L’Odissea di Christopher Nolan nel far rivivere il poema omerico, racconta un modo di stare al mondo: una solidità di pensiero e prospettiva che dona sollievo e speranza, fuori dalle sabbie mobili del relativismo e del Caos.
Il mondo che mette in scena è un mondo ancora solido, nel quale esistono il Bene e il Male, nel quale le azioni hanno conseguenze e nel quale l’uomo vive dentro un Ordine che non ha creato lui. Gli uomini possono dubitare degli Dei, possono interrogarsi sul loro silenzio e persino sentirsi abbandonati. Ma il loro dubbio non coincide mai con la negazione della possibilità di una Verità. Ulisse si chiede più volte perché gli Dei non rispondano, ma continua a rivolgersi a loro proprio perché sa che una Risposta esiste. Nel rapporto con l'Eterno e nella comunione concreta coi defunti.

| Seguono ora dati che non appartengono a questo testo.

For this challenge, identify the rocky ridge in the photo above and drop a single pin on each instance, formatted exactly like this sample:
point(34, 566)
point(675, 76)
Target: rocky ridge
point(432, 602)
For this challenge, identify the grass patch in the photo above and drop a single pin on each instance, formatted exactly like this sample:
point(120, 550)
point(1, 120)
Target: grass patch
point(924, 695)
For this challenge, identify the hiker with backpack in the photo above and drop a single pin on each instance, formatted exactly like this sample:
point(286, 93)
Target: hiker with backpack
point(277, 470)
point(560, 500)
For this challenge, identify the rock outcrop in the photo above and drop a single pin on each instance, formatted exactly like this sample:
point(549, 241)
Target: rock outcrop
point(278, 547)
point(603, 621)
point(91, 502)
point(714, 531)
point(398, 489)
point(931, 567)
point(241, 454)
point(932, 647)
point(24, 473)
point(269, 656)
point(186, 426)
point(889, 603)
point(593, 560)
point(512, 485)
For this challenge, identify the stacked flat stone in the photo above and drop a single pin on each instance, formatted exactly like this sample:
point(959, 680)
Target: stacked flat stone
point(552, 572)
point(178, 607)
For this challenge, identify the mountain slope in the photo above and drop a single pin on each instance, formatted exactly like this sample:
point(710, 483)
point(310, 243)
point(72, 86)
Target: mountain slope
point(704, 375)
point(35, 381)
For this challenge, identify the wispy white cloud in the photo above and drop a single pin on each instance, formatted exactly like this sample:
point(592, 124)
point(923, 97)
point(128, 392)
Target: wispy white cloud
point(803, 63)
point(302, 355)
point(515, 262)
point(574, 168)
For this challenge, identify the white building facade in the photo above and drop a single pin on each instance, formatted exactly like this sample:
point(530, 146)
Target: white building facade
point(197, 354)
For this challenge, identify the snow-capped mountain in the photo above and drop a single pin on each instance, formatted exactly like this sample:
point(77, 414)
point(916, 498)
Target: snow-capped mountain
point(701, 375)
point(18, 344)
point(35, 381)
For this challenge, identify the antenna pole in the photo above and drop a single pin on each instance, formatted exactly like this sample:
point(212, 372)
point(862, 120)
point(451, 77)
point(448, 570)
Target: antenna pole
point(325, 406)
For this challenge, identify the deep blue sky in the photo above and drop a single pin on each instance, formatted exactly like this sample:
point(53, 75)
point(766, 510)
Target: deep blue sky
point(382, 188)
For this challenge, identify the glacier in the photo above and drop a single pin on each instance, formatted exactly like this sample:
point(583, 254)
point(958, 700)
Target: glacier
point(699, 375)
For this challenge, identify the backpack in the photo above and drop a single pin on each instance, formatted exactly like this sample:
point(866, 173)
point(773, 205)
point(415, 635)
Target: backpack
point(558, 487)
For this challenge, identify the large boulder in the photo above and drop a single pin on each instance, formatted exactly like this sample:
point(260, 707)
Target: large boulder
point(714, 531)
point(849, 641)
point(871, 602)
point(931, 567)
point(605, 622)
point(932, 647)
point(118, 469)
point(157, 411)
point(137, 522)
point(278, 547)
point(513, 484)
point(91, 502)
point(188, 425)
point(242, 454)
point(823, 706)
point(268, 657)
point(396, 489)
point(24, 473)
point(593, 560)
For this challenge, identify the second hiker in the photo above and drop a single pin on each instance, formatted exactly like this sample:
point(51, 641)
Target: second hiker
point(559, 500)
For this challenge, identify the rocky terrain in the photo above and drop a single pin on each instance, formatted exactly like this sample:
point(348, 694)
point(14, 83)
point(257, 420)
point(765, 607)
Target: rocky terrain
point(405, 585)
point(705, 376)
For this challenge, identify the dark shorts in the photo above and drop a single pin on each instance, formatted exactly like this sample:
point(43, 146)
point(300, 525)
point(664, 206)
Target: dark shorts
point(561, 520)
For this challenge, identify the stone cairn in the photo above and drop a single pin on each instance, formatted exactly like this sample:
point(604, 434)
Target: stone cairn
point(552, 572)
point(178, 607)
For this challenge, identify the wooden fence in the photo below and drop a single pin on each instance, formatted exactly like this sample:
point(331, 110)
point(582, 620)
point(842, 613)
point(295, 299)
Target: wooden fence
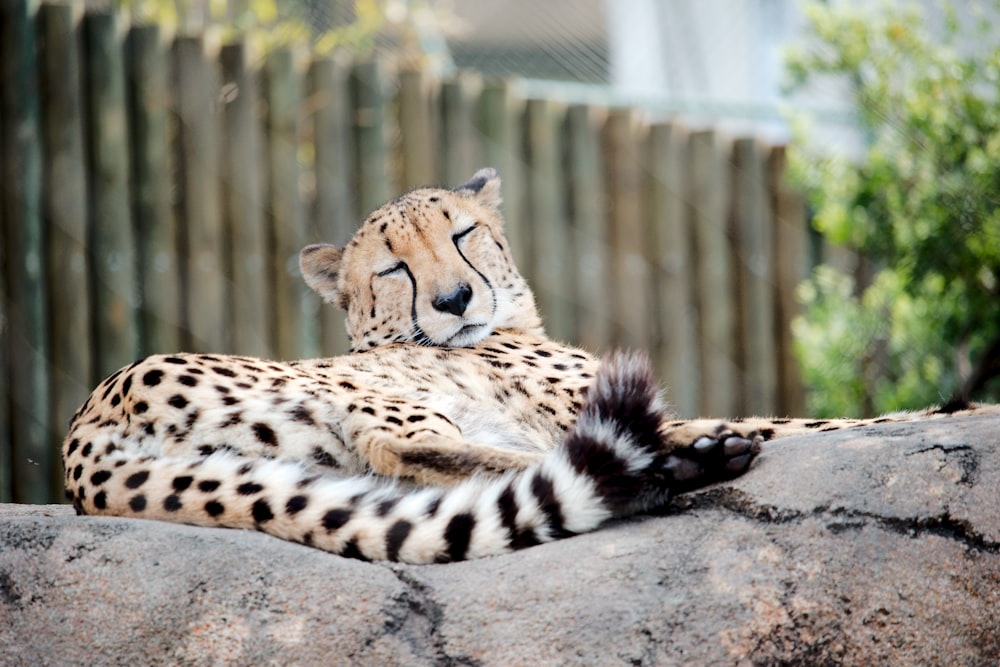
point(156, 191)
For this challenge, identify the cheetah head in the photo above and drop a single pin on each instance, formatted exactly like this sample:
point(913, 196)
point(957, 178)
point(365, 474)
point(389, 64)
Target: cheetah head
point(431, 267)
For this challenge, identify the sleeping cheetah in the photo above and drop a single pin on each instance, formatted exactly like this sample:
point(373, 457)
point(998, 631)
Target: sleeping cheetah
point(455, 429)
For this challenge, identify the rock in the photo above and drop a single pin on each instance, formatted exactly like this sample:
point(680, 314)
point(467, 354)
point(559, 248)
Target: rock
point(878, 545)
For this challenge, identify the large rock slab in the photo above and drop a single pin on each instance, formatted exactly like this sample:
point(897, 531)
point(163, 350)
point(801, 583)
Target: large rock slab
point(870, 546)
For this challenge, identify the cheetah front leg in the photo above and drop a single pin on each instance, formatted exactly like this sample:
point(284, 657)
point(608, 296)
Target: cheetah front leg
point(426, 448)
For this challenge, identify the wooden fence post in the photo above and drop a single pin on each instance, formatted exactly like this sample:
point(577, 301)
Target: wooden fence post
point(551, 255)
point(588, 210)
point(209, 313)
point(790, 251)
point(112, 236)
point(458, 142)
point(244, 183)
point(148, 75)
point(295, 311)
point(65, 212)
point(371, 137)
point(28, 457)
point(498, 120)
point(753, 238)
point(708, 196)
point(334, 216)
point(677, 346)
point(630, 275)
point(417, 130)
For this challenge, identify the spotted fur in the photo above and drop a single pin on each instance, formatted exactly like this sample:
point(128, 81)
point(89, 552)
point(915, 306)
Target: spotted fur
point(455, 429)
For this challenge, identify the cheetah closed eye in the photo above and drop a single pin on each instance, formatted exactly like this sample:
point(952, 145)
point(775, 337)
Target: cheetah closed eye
point(454, 429)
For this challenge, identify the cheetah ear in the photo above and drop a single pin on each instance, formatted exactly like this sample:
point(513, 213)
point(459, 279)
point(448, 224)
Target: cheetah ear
point(484, 186)
point(320, 265)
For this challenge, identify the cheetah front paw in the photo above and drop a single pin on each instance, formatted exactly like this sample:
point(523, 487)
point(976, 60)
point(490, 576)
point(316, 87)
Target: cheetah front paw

Nel mondo dell’Odissea, il divino non è confinato nella psicologia privata dell'individuo: è una presenza reale, con la quale l'uomo può entrare in relazione. Il rapporto tra uomo e Infinito è un rapporto a due direzioni: gli uomini pregano, interrogano, invocano; gli Dei ascoltano, rispondono, oppure scelgono di tacere.
L'universo dell'Odissea è violento e crudele, attraversato da guerre, vendette e inganni, eppure è un mondo ordinato.
Anche la guerra ha delle regole, esiste una distinzione tra ciò che è lecito e ciò che non lo è, tra l'astuzia accettabile e la violazione di un ordine superiore. Quando quel confine viene oltrepassato, prima o poi arriva un prezzo da pagare: l'inganno di Ulisse permette ai Greci di vincere, ma la vittoria non cancella la colpa dell'inganno del Cavallo. Una colpa che infatti per Dante costerà all'eroe greco la condanna all'Inferno, una consapevolezza che il protagonista verbalizzerà nel dialogo finale con Penelope.Lo stesso principio vale nel rapporto con l'altro. La xenia, la legge dell'ospitalità, non è semplicemente una convenzione sociale. L'ospite è protetto da una legge che precede l'individuo e che trova il proprio fondamento nell'ordine divino. Zeus protegge l'ospite: violare questa legge significa dunque opporsi a qualcosa che l'uomo non è libero di cancellare a proprio piacimento. La distanza storica e teologica dal cristianesimo è evidente, ma l'affinità antropologica è innegabile. La legge dell'ospitalità greca richiama quella stessa intuizione che il cristianesimo esprimerà molti secoli dopo nel comandamento dell'Amore del prossimo: l'altro non è qualcuno con cui ci si può comportare secondo la propria convenienza.
Per questo l'Odissea rimane, prima di tutto, un viaggio di formazione.
E infine nel mondo ordinato e ricomposto tratteggiato da Nolan, vi anche l'immagine del passaggio da un ordine che tramonta a un ordine che nasce. La civiltà di Ulisse appartiene a un mondo destinato a finire. Ma la fine di quel mondo non coincide con la fine della Storia.
Ed ecco qui che si innesta il baratro dell'epoca contemporanea, dove si vive qualcosa di più oscuro: la difficoltà persino di concepire l'idea di un Ordine. Il relativismo che erode la fiducia nell'esistenza di verità comuni, il Bene e il Male ridotti a preferenze individuali, l'uomo che considera se stesso autore unico del proprio significato.
L'Odissea mettendo in scena un universo nel quale il mondo possiede ancora una struttura, offre una luce nel tunnel del Nulla. In fondo il capolavoro di Nolan sembra dire questo all'uomo: un Senso è ancora possibile.